AWS_CALLING_FORMAT - Defaults to REGULAR
    REGULAR   # http://s3.amazonaws.com/bucket/key
    SUBDOMAIN # http://bucket.s3.amazonaws.com/key
    VANITY    # http://<vanity_domain>/key

Important: For EU-located buckets you should set the calling format to SUBDOMAIN Important: For US buckets with CAPS or other weird traits set the calling format to REGULAR

I use “envdir” from the daemontools package to set up my env variables easily: cr.yp.to/daemontools/envdir.html For example: envdir /root/s3sync/env /root/s3sync/s3sync.rb -etc etc etc I know there are other similar tools out there as well.
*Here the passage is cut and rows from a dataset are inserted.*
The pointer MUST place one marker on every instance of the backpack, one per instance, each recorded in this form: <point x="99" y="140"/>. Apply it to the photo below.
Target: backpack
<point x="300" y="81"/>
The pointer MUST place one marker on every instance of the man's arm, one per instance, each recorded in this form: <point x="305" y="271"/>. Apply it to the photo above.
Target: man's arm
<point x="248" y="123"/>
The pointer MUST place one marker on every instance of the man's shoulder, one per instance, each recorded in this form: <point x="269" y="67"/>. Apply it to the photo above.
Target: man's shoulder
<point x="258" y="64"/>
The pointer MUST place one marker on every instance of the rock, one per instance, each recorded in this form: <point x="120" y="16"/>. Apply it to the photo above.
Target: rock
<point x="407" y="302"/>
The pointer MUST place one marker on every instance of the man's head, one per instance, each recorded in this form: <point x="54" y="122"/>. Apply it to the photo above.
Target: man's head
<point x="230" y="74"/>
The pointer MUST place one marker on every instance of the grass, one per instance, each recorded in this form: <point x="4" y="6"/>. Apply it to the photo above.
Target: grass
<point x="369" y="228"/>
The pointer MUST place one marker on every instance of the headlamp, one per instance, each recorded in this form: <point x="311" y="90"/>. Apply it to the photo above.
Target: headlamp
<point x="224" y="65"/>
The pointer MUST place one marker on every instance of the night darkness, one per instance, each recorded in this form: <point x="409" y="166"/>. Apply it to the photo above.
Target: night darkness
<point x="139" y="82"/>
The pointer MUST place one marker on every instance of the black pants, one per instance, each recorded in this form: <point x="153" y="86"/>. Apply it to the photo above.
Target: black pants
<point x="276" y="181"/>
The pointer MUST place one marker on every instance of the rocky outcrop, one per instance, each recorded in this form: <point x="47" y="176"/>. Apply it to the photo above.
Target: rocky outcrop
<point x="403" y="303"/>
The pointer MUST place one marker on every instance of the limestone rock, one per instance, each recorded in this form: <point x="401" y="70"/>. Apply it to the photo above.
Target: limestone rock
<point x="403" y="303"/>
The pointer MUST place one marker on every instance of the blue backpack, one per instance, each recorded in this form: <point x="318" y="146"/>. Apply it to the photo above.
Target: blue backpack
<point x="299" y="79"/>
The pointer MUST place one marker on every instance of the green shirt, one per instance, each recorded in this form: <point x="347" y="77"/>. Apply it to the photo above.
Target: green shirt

You can also just call it in a shell script where you have exported the vars first such as: #!/bin/bash export AWS_ACCESS_KEY_ID=valueGoesHere … s3sync.rb -etc etc etc

But by far the easiest (and newest) way to set this up is to put the name:value pairs in a file named s3config.yml and let the yaml parser pick them up. There is an .example file shipped with the tar.gz to show what a yaml file looks like. Thanks to Alastair Brunton for this addition.

You can also use some combination of .yaml and environment variables, if you want. Go nuts.

LICENSE:

(The MIT License)

Copyright © 2009 FIXME full name

Permission is hereby granted, free of charge, to any person obtaining a copy of this software and associated documentation files (the ‘Software’), to deal in the Software without restriction, including without limitation the rights to use, copy, modify, merge, publish, distribute, sublicense, and/or sell copies of the Software, and to permit persons to whom the Software is furnished to do so, subject to the following conditions:

The above copyright notice and this permission notice shall be included in all copies or substantial portions of the Software.

THE SOFTWARE IS PROVIDED ‘AS IS’, WITHOUT WARRANTY OF ANY KIND, EXPRESS OR IMPLIED, INCLUDING BUT NOT LIMITED TO THE WARRANTIES OF MERCHANTABILITY, FITNESS FOR A PARTICULAR PURPOSE AND NONINFRINGEMENT. IN NO EVENT SHALL THE AUTHORS OR COPYRIGHT HOLDERS BE LIABLE FOR ANY CLAIM, DAMAGES OR OTHER LIABILITY, WHETHER IN AN ACTION OF CONTRACT, TORT OR OTHERWISE, ARISING FROM, OUT OF OR IN CONNECTION WITH THE SOFTWARE OR THE USE OR OTHER DEALINGS IN THE SOFTWARE.